Meldonium is manufactured in Latvia for patients with chest pain but is not FDA approved. When you are vigorously exercising and your muscles start to run low on oxygen, you end up using anaerobic metabolism to turn your fatty acids into energy making less energy and creating lactic acid.  This makes you feel lethargic and gives you muscle aches when you are done.  Meldonium makes the heart and muscles use glucose instead of fatty acids and it takes less oxygen to convert glucose into energy so you are less likely to get fatigued and recover faster.  This is the same idea as Lance Armstrong who reportedly used erythropoietin to make more red blood cells so he could deliver more oxygen to the muscles.

The rules banning meldonium just went into effect January 1st.
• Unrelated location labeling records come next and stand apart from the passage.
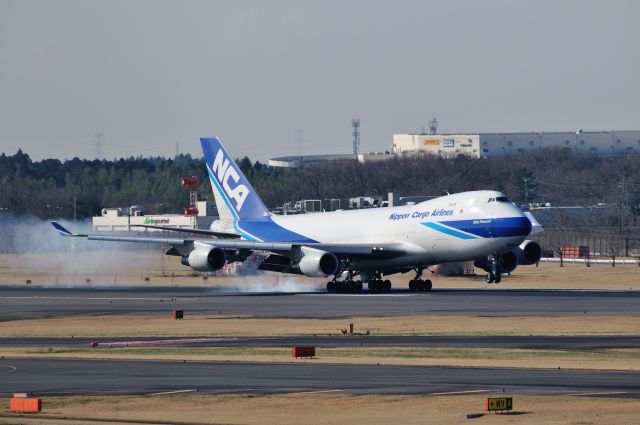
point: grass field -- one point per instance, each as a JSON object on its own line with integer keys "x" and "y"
{"x": 133, "y": 267}
{"x": 331, "y": 408}
{"x": 601, "y": 359}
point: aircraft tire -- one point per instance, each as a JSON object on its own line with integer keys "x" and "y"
{"x": 428, "y": 285}
{"x": 374, "y": 286}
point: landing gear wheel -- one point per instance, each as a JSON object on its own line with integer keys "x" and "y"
{"x": 412, "y": 286}
{"x": 375, "y": 286}
{"x": 428, "y": 285}
{"x": 386, "y": 285}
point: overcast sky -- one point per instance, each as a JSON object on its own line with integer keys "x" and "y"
{"x": 150, "y": 74}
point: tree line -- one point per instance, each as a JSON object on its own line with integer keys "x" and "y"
{"x": 48, "y": 188}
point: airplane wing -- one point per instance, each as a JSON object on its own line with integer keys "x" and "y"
{"x": 536, "y": 227}
{"x": 223, "y": 235}
{"x": 377, "y": 251}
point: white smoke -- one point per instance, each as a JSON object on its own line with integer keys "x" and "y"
{"x": 32, "y": 249}
{"x": 271, "y": 283}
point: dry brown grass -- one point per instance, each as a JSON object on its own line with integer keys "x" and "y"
{"x": 214, "y": 325}
{"x": 612, "y": 359}
{"x": 131, "y": 267}
{"x": 334, "y": 408}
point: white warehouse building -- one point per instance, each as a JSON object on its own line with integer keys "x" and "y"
{"x": 483, "y": 145}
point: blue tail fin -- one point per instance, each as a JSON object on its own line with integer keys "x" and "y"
{"x": 229, "y": 184}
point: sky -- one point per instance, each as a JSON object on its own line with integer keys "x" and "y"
{"x": 276, "y": 78}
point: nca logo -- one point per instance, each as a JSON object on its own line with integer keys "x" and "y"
{"x": 223, "y": 173}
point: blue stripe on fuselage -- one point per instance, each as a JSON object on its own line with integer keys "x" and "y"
{"x": 448, "y": 231}
{"x": 492, "y": 227}
{"x": 269, "y": 231}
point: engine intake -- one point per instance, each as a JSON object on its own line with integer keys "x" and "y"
{"x": 317, "y": 263}
{"x": 205, "y": 260}
{"x": 507, "y": 263}
{"x": 529, "y": 252}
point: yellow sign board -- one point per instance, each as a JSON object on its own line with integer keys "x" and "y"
{"x": 494, "y": 404}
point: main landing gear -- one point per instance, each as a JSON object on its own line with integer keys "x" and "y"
{"x": 494, "y": 275}
{"x": 350, "y": 286}
{"x": 377, "y": 285}
{"x": 493, "y": 278}
{"x": 347, "y": 286}
{"x": 419, "y": 285}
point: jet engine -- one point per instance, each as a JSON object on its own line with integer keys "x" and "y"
{"x": 529, "y": 252}
{"x": 507, "y": 263}
{"x": 205, "y": 260}
{"x": 317, "y": 263}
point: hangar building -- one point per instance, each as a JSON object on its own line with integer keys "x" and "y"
{"x": 483, "y": 145}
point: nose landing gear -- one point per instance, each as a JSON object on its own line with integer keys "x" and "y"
{"x": 494, "y": 276}
{"x": 419, "y": 285}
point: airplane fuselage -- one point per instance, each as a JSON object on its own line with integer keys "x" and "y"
{"x": 458, "y": 227}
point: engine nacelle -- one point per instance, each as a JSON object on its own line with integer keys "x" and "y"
{"x": 205, "y": 260}
{"x": 529, "y": 252}
{"x": 507, "y": 263}
{"x": 317, "y": 263}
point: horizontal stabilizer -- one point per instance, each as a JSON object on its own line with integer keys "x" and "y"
{"x": 63, "y": 230}
{"x": 224, "y": 235}
{"x": 536, "y": 227}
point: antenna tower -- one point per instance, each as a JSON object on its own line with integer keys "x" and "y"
{"x": 98, "y": 137}
{"x": 433, "y": 125}
{"x": 355, "y": 123}
{"x": 191, "y": 183}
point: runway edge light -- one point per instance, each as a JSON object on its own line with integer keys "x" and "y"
{"x": 498, "y": 404}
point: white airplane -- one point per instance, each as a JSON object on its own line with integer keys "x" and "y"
{"x": 480, "y": 226}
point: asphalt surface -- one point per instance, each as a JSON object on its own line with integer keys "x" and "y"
{"x": 70, "y": 377}
{"x": 521, "y": 342}
{"x": 29, "y": 302}
{"x": 49, "y": 377}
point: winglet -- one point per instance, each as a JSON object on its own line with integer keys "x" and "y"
{"x": 62, "y": 230}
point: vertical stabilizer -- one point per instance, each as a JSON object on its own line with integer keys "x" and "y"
{"x": 230, "y": 186}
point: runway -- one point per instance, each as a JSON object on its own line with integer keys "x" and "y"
{"x": 504, "y": 342}
{"x": 86, "y": 377}
{"x": 30, "y": 302}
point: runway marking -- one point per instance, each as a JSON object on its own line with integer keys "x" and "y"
{"x": 102, "y": 298}
{"x": 316, "y": 392}
{"x": 461, "y": 392}
{"x": 190, "y": 390}
{"x": 600, "y": 393}
{"x": 10, "y": 369}
{"x": 139, "y": 343}
{"x": 364, "y": 293}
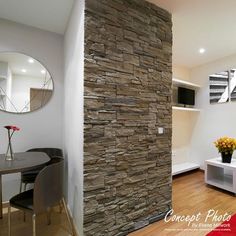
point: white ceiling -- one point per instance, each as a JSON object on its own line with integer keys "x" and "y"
{"x": 51, "y": 15}
{"x": 201, "y": 23}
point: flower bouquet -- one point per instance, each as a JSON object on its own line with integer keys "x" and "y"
{"x": 226, "y": 147}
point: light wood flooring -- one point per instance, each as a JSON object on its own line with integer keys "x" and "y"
{"x": 59, "y": 224}
{"x": 190, "y": 196}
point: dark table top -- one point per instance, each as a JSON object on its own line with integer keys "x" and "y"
{"x": 23, "y": 161}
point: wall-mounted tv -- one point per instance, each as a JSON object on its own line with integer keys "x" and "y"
{"x": 186, "y": 96}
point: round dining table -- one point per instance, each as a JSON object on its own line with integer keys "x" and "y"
{"x": 23, "y": 161}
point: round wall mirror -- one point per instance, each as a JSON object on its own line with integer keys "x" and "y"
{"x": 25, "y": 84}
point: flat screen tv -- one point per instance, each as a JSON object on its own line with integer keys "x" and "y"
{"x": 186, "y": 96}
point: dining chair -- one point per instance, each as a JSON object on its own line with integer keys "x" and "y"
{"x": 28, "y": 177}
{"x": 47, "y": 193}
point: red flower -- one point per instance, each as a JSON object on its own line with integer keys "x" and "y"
{"x": 14, "y": 128}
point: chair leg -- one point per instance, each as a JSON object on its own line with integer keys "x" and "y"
{"x": 24, "y": 216}
{"x": 9, "y": 220}
{"x": 21, "y": 186}
{"x": 60, "y": 206}
{"x": 34, "y": 224}
{"x": 68, "y": 217}
{"x": 25, "y": 186}
{"x": 49, "y": 216}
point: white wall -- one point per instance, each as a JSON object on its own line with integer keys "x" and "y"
{"x": 182, "y": 123}
{"x": 43, "y": 127}
{"x": 214, "y": 120}
{"x": 73, "y": 126}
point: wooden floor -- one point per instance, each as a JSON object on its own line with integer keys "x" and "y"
{"x": 191, "y": 196}
{"x": 59, "y": 225}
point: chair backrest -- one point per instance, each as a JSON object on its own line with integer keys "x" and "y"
{"x": 48, "y": 187}
{"x": 51, "y": 152}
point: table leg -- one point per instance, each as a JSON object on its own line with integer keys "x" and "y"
{"x": 1, "y": 197}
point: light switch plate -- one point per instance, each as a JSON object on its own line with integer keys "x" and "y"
{"x": 160, "y": 130}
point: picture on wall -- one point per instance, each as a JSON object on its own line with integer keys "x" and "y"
{"x": 232, "y": 85}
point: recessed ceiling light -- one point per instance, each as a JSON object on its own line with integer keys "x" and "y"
{"x": 202, "y": 50}
{"x": 31, "y": 60}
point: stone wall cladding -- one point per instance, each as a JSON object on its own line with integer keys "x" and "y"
{"x": 128, "y": 77}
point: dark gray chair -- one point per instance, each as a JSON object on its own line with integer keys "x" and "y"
{"x": 47, "y": 193}
{"x": 28, "y": 177}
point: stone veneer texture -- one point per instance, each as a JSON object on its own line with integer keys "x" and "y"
{"x": 128, "y": 77}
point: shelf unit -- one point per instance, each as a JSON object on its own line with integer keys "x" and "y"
{"x": 188, "y": 165}
{"x": 185, "y": 83}
{"x": 221, "y": 175}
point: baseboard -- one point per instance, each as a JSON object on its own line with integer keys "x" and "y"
{"x": 72, "y": 220}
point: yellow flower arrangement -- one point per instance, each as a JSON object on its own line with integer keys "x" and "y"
{"x": 226, "y": 145}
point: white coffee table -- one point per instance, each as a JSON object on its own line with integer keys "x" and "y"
{"x": 221, "y": 175}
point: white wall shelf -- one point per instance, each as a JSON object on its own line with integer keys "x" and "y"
{"x": 184, "y": 167}
{"x": 185, "y": 83}
{"x": 185, "y": 109}
{"x": 221, "y": 175}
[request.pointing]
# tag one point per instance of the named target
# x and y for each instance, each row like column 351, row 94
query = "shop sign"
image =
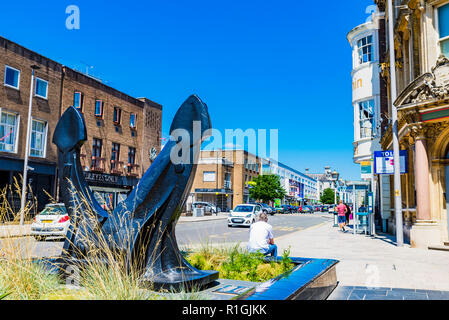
column 101, row 178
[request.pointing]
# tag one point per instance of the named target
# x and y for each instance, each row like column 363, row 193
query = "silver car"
column 53, row 221
column 244, row 215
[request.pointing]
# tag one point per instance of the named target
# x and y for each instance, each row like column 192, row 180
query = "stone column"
column 424, row 232
column 422, row 179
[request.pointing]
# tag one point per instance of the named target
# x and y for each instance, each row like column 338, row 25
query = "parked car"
column 267, row 209
column 209, row 208
column 244, row 215
column 308, row 209
column 53, row 221
column 287, row 208
column 279, row 209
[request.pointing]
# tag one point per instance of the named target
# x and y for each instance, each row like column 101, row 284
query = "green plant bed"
column 237, row 264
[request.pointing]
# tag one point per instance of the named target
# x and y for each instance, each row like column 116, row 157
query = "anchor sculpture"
column 143, row 225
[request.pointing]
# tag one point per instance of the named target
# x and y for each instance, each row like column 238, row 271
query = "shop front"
column 40, row 180
column 110, row 190
column 222, row 198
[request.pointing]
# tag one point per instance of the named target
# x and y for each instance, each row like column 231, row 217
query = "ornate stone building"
column 422, row 67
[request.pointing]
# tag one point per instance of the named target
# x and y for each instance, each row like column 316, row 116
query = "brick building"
column 222, row 178
column 123, row 132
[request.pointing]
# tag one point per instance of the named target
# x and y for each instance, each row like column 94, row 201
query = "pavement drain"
column 366, row 293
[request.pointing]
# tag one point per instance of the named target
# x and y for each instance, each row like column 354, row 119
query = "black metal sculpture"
column 142, row 226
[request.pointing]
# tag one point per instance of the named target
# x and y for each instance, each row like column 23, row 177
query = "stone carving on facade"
column 429, row 86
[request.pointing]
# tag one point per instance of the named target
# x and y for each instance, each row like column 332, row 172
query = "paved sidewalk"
column 372, row 262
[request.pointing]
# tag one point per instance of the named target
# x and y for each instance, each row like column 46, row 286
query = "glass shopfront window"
column 365, row 47
column 8, row 131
Before the drug was banned, the world anti-doping agency tested over 8000 urine samples just to see what athletes were taking, 2.2% of samples contained meldonium and more alarming, 17% of samples from Russian athletes contained meldonium.  Since the ban, 12 athletes have tested positive including 10 from former Soviet countries, mostly Russia.  Meldonium is not FDA approved so doctors in the United States should not be able to write for them.  Since Maria Sharapova reportedly lives most in the United States most of the time it is unclear why she would be given a Latvian drug for a potential heart ailment instead of one of the proven therapies we have available here and her heart ailment was supposedly due to a short term complication of the flu which makes it hard to support use 10 years later.  We are likely to see several other athletes test positive over the next few months before the consequences of testing positive suppresses it.

Meldonium isn’t FDA approved or very well studied so the risks are not well known.  However, by forcing muscles to use glucose instead of fatty acids for energy could lead to hypoglycemia which could be fatal because the brain only uses glucose for energy.